The PR also fixes two regressions found during review:

  • legacy FILE_FORMAT_VERSION = 2 databases written by origin/main remain readable
  • Database.add_arrays_batch() can no longer bypass v2 builtin dtype restrictions through the raw SOA path

It also includes cleanup passes that remove duplicated SOA/schema code on the Rust side and split the Python SOA parser/view logic into its own module.

Schema Lock

SchemaLock is the per-database schema contract used during append validation.

It tracks:

  • the database-wide positions dtype for v3 (f32 or f64)
  • the dtype and shape contract of each builtin/custom section that has appeared so far

Operationally:

  • an empty database starts unlocked
  • the first write locks positions dtype and any sections present in that record
  • later writes may omit optional fields
  • later writes may introduce new optional fields; those fields are added to the lock
  • later writes may not change a locked dtype or section shape contract; if they do, append fails

This preserves typed float storage while still keeping one homogeneous schema per database.

What This Achieves

  • Adds record_format = 3 for typed-float SOA records.
  • Preserves float32 or float64 storage for:
    • positions
    • energy
    • forces
    • charges
    • velocities
    • cell
    • stress
  • Keeps atomic_numbers fixed as u8.
  • Keeps pbc fixed as bool[3].
  • Locks database schema on first write per field and rejects later dtype/shape mismatches.
  • Keeps new code able to read existing v2 files while allowing new files to opt into v3.

Format / Compatibility

New on-disk behavior

record_format = 3 stores positions dtype once per database in persisted schema metadata.

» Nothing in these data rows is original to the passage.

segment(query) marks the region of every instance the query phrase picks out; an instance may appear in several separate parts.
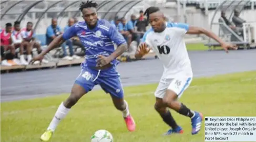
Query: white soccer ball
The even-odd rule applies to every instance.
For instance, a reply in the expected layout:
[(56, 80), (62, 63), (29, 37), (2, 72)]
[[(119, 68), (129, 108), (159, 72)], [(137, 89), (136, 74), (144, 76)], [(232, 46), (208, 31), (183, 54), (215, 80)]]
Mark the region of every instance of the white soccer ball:
[(97, 130), (91, 137), (91, 142), (113, 142), (113, 136), (109, 132), (101, 129)]

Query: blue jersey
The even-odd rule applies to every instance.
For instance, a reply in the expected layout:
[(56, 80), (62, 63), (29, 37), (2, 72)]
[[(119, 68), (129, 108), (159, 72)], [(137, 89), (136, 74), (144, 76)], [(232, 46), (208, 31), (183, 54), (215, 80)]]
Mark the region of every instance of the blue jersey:
[[(79, 22), (68, 28), (63, 34), (63, 39), (68, 40), (77, 36), (86, 49), (83, 66), (96, 67), (98, 55), (109, 56), (115, 51), (114, 43), (118, 46), (126, 44), (124, 37), (109, 21), (99, 19), (93, 29), (87, 27), (85, 21)], [(119, 62), (115, 59), (111, 64), (116, 66)]]

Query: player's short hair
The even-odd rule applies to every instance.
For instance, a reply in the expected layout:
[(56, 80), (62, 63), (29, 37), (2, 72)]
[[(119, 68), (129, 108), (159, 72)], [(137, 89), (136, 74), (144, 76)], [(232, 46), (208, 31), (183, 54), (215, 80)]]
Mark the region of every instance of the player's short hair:
[(32, 24), (32, 25), (33, 25), (33, 23), (32, 21), (28, 21), (28, 22), (27, 23), (27, 24)]
[(14, 25), (19, 25), (21, 24), (21, 22), (19, 21), (15, 21), (14, 22)]
[(85, 2), (81, 2), (80, 4), (79, 10), (80, 11), (83, 12), (83, 9), (84, 8), (87, 8), (90, 7), (94, 7), (96, 8), (98, 6), (98, 4), (96, 2), (93, 2), (93, 1), (87, 1), (86, 3)]
[(5, 26), (7, 27), (12, 27), (13, 25), (12, 25), (12, 23), (7, 23), (5, 24)]
[(144, 13), (144, 15), (146, 15), (147, 17), (147, 20), (149, 18), (149, 14), (151, 13), (153, 13), (160, 10), (159, 8), (156, 7), (156, 6), (150, 6), (146, 9), (145, 12)]

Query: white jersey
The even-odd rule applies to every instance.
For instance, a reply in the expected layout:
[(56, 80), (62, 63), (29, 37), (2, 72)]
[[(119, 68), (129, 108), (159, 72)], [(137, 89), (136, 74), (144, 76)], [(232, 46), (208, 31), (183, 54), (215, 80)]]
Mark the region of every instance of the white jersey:
[(189, 26), (185, 24), (167, 23), (162, 32), (148, 30), (142, 38), (148, 47), (153, 50), (163, 64), (162, 78), (192, 77), (193, 73), (184, 36)]

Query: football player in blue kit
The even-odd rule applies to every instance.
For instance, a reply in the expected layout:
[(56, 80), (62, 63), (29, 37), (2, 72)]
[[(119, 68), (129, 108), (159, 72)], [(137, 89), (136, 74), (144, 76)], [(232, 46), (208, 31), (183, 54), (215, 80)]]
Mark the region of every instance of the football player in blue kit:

  • v3 record prefixes stay compact:
    • [n_atoms:u32][positions][atomic_numbers][n_sections:u16][sections...]
  • the rest of the builtin/custom dtype information continues to live in each section's existing type_tag
  • there is no per-record positions_type byte

This is the intended split:

  • positions needs database-level schema because it lives in the raw record prefix and determines whether the reader advances by n * 12 or n * 24 bytes
  • forces, charges, velocities, cell, stress, energy, and custom properties are already self-describing through section tags

Compatibility guarantees

  • New code reads both record_format = 2 and record_format = 3.
  • Existing FILE_FORMAT_VERSION = 2 files written by origin/main remain readable.
  • Old atompack versions are not expected to read v3 files.
  • This PR does not support mixed builtin schemas within a single database.

Header compatibility fix

The initial implementation repurposed legacy header bytes for schema metadata without bumping FILE_FORMAT_VERSION.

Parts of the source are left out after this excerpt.